Monday, 12 September 2011

The great PFI schools rip off - once again!

By Phil Clarke, Brighton and Hove Socialist Party and NUT (personal capacity)

Before the 2010 general election Lib Dem leader Nick Clegg was correct when he said Private Finance Initiative (PFI) schemes are "a bit of dodgy accounting - a way in which the government can pretend they're not borrowing when they are, and we'll all be picking up the tab in 30 years."

Of course, quite predictably, since the coalition government was formed, Clegg has been completely silent about morePFI schemes being signed than in 2008 or 2009.

PFI, which in 2009 George Osborne (now Tory chancellor) called "discredited", is a scheme where private money is used to build public buildings such as schools and hospitals - the private contractors then lease the building back to the public sector over a period of around 30 years.

The problem is that not only do PFI builds cost a great deal more than publicly run projects, but the private contractor ends up owning the building at the end of the lease!

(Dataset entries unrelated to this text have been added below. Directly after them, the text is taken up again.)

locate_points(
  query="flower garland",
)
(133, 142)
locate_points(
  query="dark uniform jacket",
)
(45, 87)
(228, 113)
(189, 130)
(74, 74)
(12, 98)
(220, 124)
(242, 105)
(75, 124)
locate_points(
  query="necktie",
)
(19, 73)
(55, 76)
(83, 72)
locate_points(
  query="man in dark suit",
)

For example, Edinburgh's Royal Infirmary cost £184 million to build, but through PFI it will cost the public more than £1 billion over 30 years. Add onto this the contracts for maintenance and repair private companies can get under PFI, where changing a light bulb can cost £333, and we have nothing short of a rip-off of the public sector for private profit.

While the government's constant refrain is 'we must all tighten our belts', education minister Michael Gove is using PFI to finance his new school building scheme - already cut to £2 billion from the £55 billion 'Building Schools for the Future' Labour-initiated PFI scheme he scrapped.

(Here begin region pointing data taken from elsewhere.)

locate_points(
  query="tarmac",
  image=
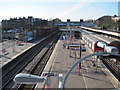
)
(90, 77)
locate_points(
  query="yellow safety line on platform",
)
(51, 69)
(109, 75)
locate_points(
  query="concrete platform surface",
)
(89, 78)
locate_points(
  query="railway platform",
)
(8, 52)
(90, 77)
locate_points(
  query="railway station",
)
(62, 49)
(89, 76)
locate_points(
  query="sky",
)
(63, 9)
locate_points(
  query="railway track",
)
(38, 68)
(18, 66)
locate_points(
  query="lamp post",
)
(77, 62)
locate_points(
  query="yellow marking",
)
(109, 75)
(51, 69)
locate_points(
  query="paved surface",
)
(88, 78)
(11, 49)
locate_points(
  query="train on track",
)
(99, 43)
(96, 44)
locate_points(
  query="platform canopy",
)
(70, 29)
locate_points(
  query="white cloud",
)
(18, 1)
(71, 10)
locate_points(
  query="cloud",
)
(71, 10)
(19, 1)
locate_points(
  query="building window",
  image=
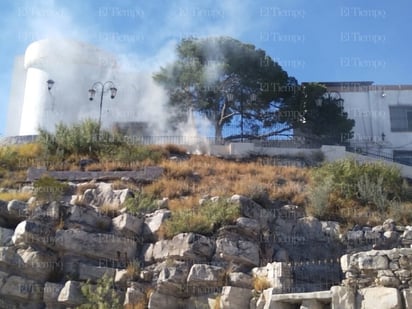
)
(401, 118)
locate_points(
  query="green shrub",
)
(48, 189)
(8, 158)
(100, 296)
(319, 198)
(204, 220)
(345, 175)
(77, 140)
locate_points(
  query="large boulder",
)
(343, 297)
(51, 294)
(127, 225)
(17, 210)
(31, 232)
(172, 279)
(407, 297)
(88, 218)
(379, 297)
(234, 248)
(133, 296)
(94, 273)
(185, 246)
(20, 288)
(33, 264)
(234, 297)
(104, 194)
(310, 228)
(95, 245)
(158, 300)
(241, 280)
(204, 275)
(249, 227)
(367, 260)
(71, 294)
(6, 236)
(152, 224)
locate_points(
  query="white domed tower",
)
(73, 67)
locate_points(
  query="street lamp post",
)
(103, 89)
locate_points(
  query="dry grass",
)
(217, 302)
(81, 188)
(260, 284)
(204, 175)
(20, 196)
(111, 210)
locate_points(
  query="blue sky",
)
(318, 40)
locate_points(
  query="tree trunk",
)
(218, 133)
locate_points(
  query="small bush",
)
(48, 189)
(260, 284)
(9, 159)
(133, 270)
(100, 296)
(20, 196)
(319, 198)
(204, 219)
(346, 182)
(141, 203)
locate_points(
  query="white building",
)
(383, 117)
(75, 67)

An established hate figure for education workers, Gove is making hundreds of schools that desperately need new buildings go without, and making the minority who do get them pay massively over the odds with PFI. It will come as no surprise either that new schools, or those getting new buildings, will be pushed to become academies or 'free schools'.

If publicly built, publicly run state comprehensive schools are cheaper and shown to be more successful, why are they not being built?

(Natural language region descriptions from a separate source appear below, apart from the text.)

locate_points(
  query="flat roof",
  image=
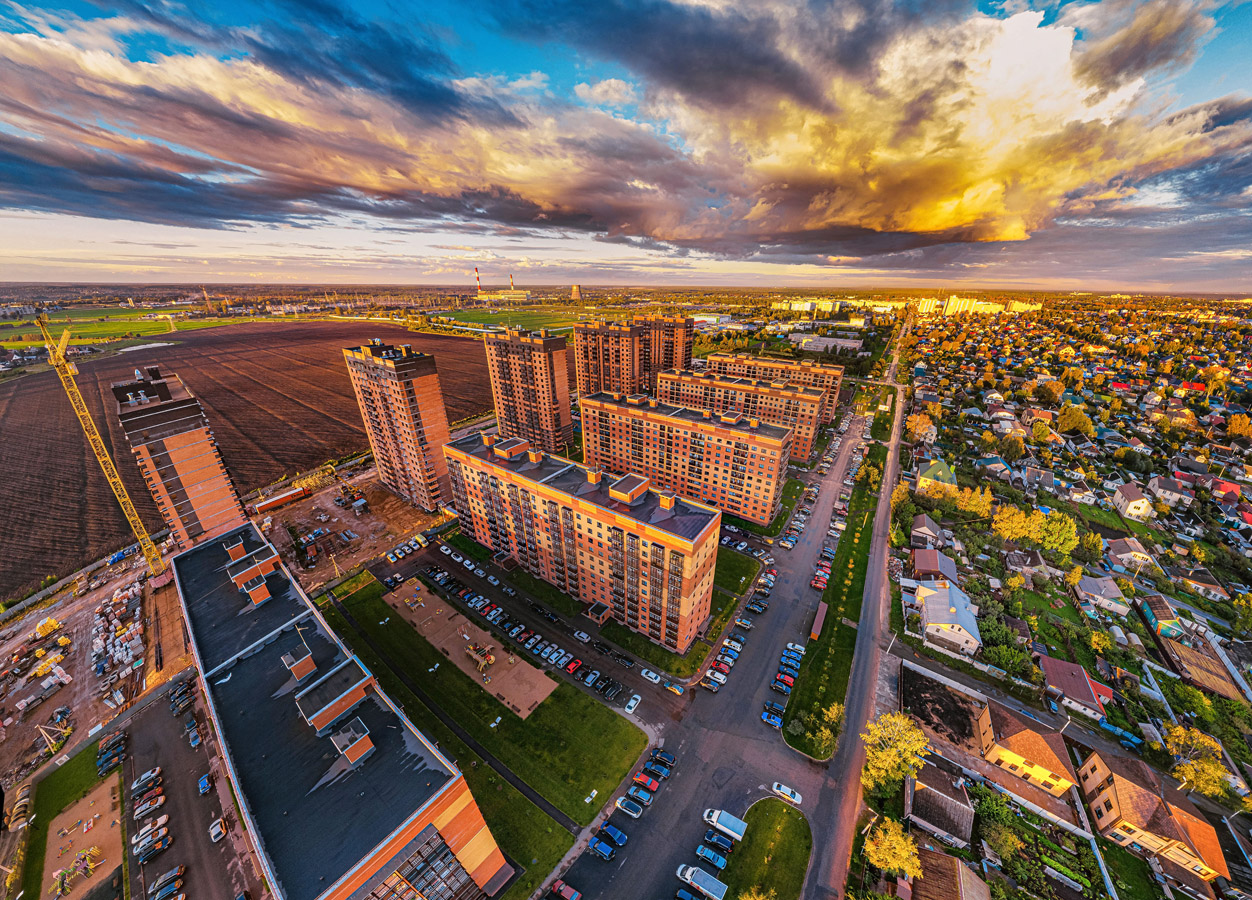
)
(314, 816)
(686, 518)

Even more tellingly, why won't Ed Miliband's Labour Party put this forward?

It is because all the major parties are more interested in promoting private profit in the public sector than in delivering services to us.

PFI, academies and free schools are, in the long term, about bringing in the private sector to make profit, not just out of building schools but running them.

Workers and unions must say 'No to PFI', 'No to academies' and build a new mass workers' party that stands solidly for a publicly funded, publicly owned comprehensive education system.